Le prêt-à-porter africain a de l’avenir. Et c’est pour moi un atout majeur pour lequel je penche et dont je désire profiter vraiment. je suis beaucoup pour parce que là, aujourd’hui, c’est ce qui marche facilement chez moi, et j’essaie d’en faire beaucoup puisque je ne suis plus disponible à créer pour une cliente étant donné que cette cliente est de passage. En revanche, je suis plus pour créer et déposer en boutique et que ça parte comme des petits pains. C’est plus avantageux pour moi que de toujours attendre la clientèle venir à moi, avant de produire.
Je préfère, et cela va soi, quand c’est le prêt-à-porter. Et si nous les africains avons cette possibilité de miser plus dans le prêt-à-porter, de faire travailler plus dans le prêt-à-porter, ce serait très intéressant pour nous.
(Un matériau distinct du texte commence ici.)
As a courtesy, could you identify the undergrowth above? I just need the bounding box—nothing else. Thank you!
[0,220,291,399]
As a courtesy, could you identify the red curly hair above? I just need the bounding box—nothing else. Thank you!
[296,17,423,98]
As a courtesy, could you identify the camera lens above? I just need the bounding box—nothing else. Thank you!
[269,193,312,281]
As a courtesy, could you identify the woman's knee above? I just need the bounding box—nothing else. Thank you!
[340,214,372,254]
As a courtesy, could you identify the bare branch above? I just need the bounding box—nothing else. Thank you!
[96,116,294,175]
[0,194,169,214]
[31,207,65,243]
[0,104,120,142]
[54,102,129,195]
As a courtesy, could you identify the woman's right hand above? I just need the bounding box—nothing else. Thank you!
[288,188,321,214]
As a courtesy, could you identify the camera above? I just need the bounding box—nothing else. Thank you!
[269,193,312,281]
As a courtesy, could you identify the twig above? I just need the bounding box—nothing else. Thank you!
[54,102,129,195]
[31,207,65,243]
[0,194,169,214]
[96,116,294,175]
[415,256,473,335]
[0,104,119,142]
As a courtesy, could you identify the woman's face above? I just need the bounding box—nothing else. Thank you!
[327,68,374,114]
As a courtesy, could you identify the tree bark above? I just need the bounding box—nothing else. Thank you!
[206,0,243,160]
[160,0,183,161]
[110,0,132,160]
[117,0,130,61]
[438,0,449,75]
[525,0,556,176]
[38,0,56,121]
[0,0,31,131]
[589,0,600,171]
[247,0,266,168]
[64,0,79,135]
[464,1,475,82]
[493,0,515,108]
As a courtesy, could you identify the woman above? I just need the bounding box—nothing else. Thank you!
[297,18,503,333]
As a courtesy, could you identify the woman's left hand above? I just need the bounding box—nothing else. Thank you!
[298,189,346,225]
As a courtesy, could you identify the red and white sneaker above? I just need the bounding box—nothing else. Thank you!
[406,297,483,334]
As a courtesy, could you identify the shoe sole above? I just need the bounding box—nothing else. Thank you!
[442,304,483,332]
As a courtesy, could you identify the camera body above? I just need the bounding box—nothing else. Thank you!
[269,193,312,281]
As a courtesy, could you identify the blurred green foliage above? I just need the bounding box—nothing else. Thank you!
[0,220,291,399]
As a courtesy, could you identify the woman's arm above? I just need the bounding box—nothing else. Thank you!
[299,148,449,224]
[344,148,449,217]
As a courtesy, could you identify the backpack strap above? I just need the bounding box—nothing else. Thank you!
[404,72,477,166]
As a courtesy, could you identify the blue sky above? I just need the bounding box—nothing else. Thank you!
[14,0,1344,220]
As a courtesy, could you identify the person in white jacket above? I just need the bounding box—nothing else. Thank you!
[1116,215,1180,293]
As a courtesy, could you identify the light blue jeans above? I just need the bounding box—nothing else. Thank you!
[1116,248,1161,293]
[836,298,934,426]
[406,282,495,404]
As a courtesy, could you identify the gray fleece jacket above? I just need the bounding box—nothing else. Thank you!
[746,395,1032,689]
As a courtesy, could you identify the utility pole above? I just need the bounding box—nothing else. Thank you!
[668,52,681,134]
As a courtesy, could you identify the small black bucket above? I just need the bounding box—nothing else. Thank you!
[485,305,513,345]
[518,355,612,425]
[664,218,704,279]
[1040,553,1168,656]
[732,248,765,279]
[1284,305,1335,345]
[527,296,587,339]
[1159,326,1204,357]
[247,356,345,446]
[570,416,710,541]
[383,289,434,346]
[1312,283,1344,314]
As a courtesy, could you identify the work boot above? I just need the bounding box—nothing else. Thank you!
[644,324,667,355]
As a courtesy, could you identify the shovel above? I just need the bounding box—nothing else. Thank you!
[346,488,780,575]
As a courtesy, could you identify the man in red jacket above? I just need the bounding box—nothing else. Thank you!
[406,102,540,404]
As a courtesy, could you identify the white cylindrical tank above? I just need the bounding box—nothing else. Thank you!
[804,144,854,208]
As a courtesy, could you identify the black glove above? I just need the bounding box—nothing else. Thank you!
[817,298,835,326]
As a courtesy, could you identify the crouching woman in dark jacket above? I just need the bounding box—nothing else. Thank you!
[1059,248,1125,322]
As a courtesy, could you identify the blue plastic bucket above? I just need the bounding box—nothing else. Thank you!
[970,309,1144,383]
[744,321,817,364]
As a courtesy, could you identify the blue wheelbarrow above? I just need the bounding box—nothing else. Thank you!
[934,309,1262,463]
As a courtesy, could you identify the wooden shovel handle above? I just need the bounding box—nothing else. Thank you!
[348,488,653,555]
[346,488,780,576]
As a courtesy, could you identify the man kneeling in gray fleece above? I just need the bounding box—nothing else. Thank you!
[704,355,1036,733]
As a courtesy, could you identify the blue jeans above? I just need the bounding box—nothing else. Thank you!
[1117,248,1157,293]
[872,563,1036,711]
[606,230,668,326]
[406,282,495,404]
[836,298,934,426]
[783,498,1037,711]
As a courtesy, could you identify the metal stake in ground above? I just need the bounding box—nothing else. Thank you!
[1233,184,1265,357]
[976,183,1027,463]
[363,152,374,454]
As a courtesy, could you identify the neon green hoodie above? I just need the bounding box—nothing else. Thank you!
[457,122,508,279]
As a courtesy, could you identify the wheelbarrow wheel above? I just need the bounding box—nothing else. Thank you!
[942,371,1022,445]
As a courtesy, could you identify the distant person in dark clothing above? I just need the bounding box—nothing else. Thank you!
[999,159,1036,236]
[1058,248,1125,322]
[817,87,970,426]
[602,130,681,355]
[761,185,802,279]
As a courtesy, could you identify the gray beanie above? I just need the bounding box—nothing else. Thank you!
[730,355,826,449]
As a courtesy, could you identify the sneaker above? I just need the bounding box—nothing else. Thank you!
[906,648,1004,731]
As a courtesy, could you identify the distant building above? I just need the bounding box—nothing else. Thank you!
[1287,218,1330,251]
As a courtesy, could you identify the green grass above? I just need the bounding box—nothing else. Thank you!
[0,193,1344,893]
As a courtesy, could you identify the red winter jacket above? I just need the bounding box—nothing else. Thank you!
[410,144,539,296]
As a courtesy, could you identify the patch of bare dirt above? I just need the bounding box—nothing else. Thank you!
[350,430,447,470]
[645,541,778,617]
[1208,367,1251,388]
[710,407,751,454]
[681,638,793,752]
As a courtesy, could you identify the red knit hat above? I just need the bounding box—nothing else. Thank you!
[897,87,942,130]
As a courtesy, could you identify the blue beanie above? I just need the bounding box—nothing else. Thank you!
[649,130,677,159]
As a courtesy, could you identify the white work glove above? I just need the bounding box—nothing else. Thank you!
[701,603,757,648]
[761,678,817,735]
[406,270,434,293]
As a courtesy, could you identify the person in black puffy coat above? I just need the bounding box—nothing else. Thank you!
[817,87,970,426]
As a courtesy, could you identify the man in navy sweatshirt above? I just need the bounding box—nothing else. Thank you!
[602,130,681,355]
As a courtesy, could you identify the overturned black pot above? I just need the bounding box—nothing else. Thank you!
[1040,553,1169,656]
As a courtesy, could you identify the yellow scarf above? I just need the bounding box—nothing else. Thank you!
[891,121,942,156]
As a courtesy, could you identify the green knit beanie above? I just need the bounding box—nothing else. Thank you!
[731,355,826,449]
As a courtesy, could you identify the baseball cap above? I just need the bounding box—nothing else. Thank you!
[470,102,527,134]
En aval, avec cette concrétisation nos soeurs seront les premières bénéficiaires. Elles seront emmenées, si bien sure les uns et les autres y mettent beaucoup plus de sérieux et de qualité, de ne plus forcément aller en Europe, dans d’autres pays aller chercher de la qualité mais, plutôt porter les créations de nos créateurs. Je pense que c’est ce qui va faire booster l’économie de nos pays, et même de l’Afrique.
- Comment, d’ici à trois ans, appréhendez-vous votre structure?
Comme le dise les anglais, “The sky is a limit”, autrement dit, le ciel est la limite. Je la vois encore plus grandiose. Pour l’instant, la primeur est à la fondation, la mienne, que nous sommes en train de créer. A terme, elle servira à produire tout ce qui est “Kôkô dunda” parce qu’on veut faire dans l’exportation. Ces derniers temps, des voyages a-propos s’offrent à moi. Ce sont par exemple des départs sur le Portugal et les Etats-Unis, rien que pour montrer et faire connaître le tissu, ce que nous confectionnons en Afrique. Et je crois que ça commence à intéresser même l’occident.
- Vos relations avec les autres stylistes burkinabés?
Mes relations avec les stylistes burkinabés sont au beau fixes, très bonnes et je m’entends avec eux tous. On est entrain de mettre en place une association parce que nous nous sommes rendus compte qu’il y avait beaucoup d’associations ici. Nous sommes à pied d’oeuvre pour la création d’une association comme en Côte d’Ivoire, l’association des professionnels de la mode. Et nous sommes à l'étape du récépissé. Je pense donc que notre Assemblée Générale sera dans la période de Bobo Fashion. C’est mon événement que j’organise dans le mois de juin. Donc ce jour-là, il y aura L’AG au cours de laquelle nous formerons le bureau général de l’association pour qu’on puisse travailler ensemble. Aujourd’hui, il est impossible de travailler individuellement, l'idéal et le mieux est de travailler ensemble et à l’unisson, car ensemble on devient plus fort.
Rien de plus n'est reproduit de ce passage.